DESDE MI TORRE MUDÉJAR. LA CASA-ALBERGUE DEL PEREGRINO EN ARÉVALO (ÁVILA)

POR RICARDO GUERRA SANCHO, CRONISTA OFICIAL DE CIUDAD DE ARÉVALO (ÁVILA)

Casa-albergue en restauración. R.G.S.

Días de intensa actividad cultural cuando la primavera ya nos va regalando unos días agradables con alguna que otra tormenta que no dejan de estar ahí.

Y es que este pasado fin de semana hemos estado repletos de actividades lúdicas, culturales y religiosas.

Empecemos por estas últimas, a bodas y comuniones se junta la novena tan participativa de María Auxiliadora, la Virgen de los Salesianos, y en Arévalo tenemos una casa salesiana entrañable que empezó como seminario y hoy es un estupendo colegio, y que cada año celebra una preciosa fiesta mariana con sus alumnos y cuanta gente se siente vinculada a ella.

Precisamente mañana será la fiesta principal en la que la Auxiliadora visitará las calles colindantes con el colegio, con sus fieles devotos.

Pero también se están celebrando las III Jornadas de Naturaleza y Medio Ambiente denominadas “Airévalo” que organiza La Alhóndiga y la Galérida Ornitólogos Abulenses, y que la pasada jornada ha presentado los “Árboles singulares de Arévalo”.

Y la VI Muestra de Habaneras “Ciudad de Arévalo”, que ya es tradicional en las primaveras arevalenses y que agrupan a tres formaciones polifónicas, la de Arévalo que es la anfitriona y dos coros invitados por medio de esos intercambios musico-culturales, este año las corales de Grado, Asturias y Arbo, Galicia. Todo un clásico en los conciertos corales que enriquecen nuestro panorama musical con una música tan popular como bien acogida por un público fiel seguidor de la música polifónica. Y cómo sonaron…

Entre tanto, están muy avanzadas, casi finalizadas, las obras de acondicionamiento de la casa-albergue del peregrino una instalación necesaria que se echaba en falta por el constante aumento de peregrinos de la ruta del sureste, la que después de aglutinar todo el abanico de orígenes levantinos, desde Cartagena y Alicante hasta Valencia, sube desde Toledo por la Paramera hacia Ávila capital y hacia el norte con paradas de etapa en Gotarrendura y Arévalo, para salir a la vecina provincia de Valladolid a Medina del Campo.

Casualmente Arévalo es la etapa central de este itinerario, contando desde Alicante, justo la mitad de la distancia a la meta de Santiago de Compostela. Una de las muchas rutas que conducen al peregrino jacobeo, como dice el refrán, aunque algo cambiado, todos los caminos llegan a Santiago, aunque algunos rodean más que otros…

Era esta una aspiración y una demanda que sin duda facilitará el tránsito a los numerosos caminantes del camino, como requieren las circunstancias actuales de atención a un sector de visitantes que sin duda enriquecen el panorama religioso-cultural del camino de Santiago del sureste a su paso por nuestra ciudad. De hecho, ya hace algunos años que una asociación de amigos del camino de Alicante instaló unas sencillas pero vistosas señales indicadoras de esta ruta a su paso por Arévalo.
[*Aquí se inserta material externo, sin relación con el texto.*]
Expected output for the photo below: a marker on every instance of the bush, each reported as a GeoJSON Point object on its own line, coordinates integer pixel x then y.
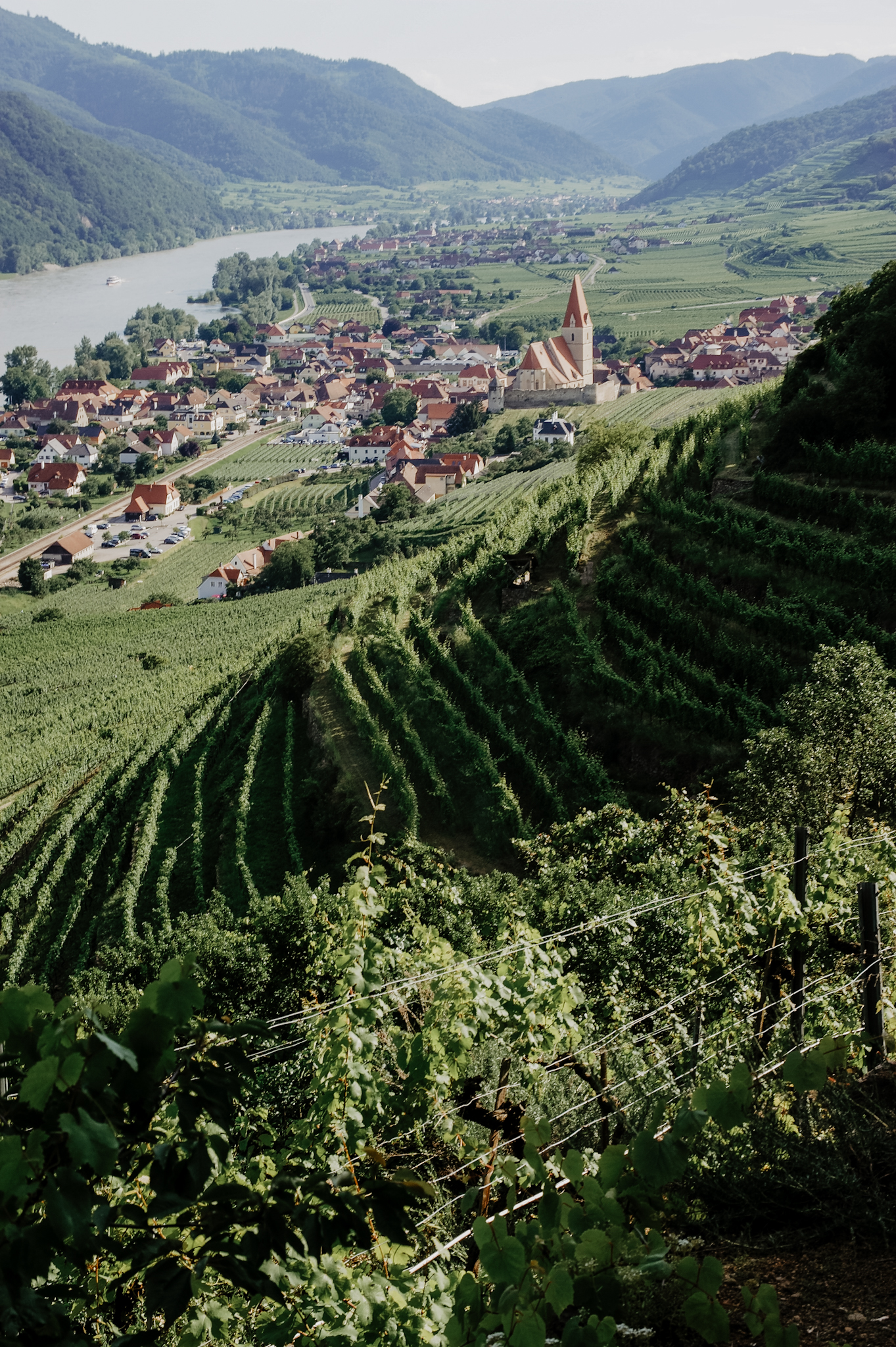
{"type": "Point", "coordinates": [290, 568]}
{"type": "Point", "coordinates": [82, 570]}
{"type": "Point", "coordinates": [466, 418]}
{"type": "Point", "coordinates": [32, 577]}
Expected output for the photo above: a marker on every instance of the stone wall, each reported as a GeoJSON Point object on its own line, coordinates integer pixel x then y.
{"type": "Point", "coordinates": [561, 397]}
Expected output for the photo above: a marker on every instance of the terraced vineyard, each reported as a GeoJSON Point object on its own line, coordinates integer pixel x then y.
{"type": "Point", "coordinates": [362, 312]}
{"type": "Point", "coordinates": [266, 458]}
{"type": "Point", "coordinates": [312, 496]}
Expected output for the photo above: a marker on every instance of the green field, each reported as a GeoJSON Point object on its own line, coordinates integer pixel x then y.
{"type": "Point", "coordinates": [264, 460]}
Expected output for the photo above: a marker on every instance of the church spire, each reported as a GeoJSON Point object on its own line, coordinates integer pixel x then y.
{"type": "Point", "coordinates": [576, 309]}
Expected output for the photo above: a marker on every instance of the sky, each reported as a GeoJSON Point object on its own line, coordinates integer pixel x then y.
{"type": "Point", "coordinates": [471, 51]}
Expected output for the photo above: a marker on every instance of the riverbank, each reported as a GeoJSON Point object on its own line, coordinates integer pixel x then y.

Y al final su instalación ha sido en una casona de la calle de Santa María, en la ruta histórica, que fue cedida al ayuntamiento y está siendo acondicionada una parte de ella, porque es muy grande, como lugar acogedor al final de una de las etapas de peregrinación. Sólo faltan unos pequeños toques para su puesta en marcha.

Y reseñar la sorpresa que esas obras nos ha deparado, partiendo de una puerta adintelada al quitar los modernos y feos revocos, se ha descubierto un magnífico arco de arquitectura popular mudéjar, uno de los pocos arcos estrellados que nos quedan, acaso alguno aún está por descubrir, muy característico de nuestra arquitectura mudéjar, que no todo son iglesias, murallas o puentes, esta es la arquitectura popular impregnada de mudejarismo, nuestras señas de identidad, nuestra arquitectura oculta y camuflada, la que habría que recuperar en toda su riqueza… pues en esa misma calle, acaba de aparecer otro gran arco, en este caso sencillo, pero que jalona nuestra calle de casonas y de nuestra arquitectura más característica… librémosla de aditamentos ajenos que ocultan tanta belleza y, sobre todo, lo más nuestro. ¡Viva el ladrillo mudéjar!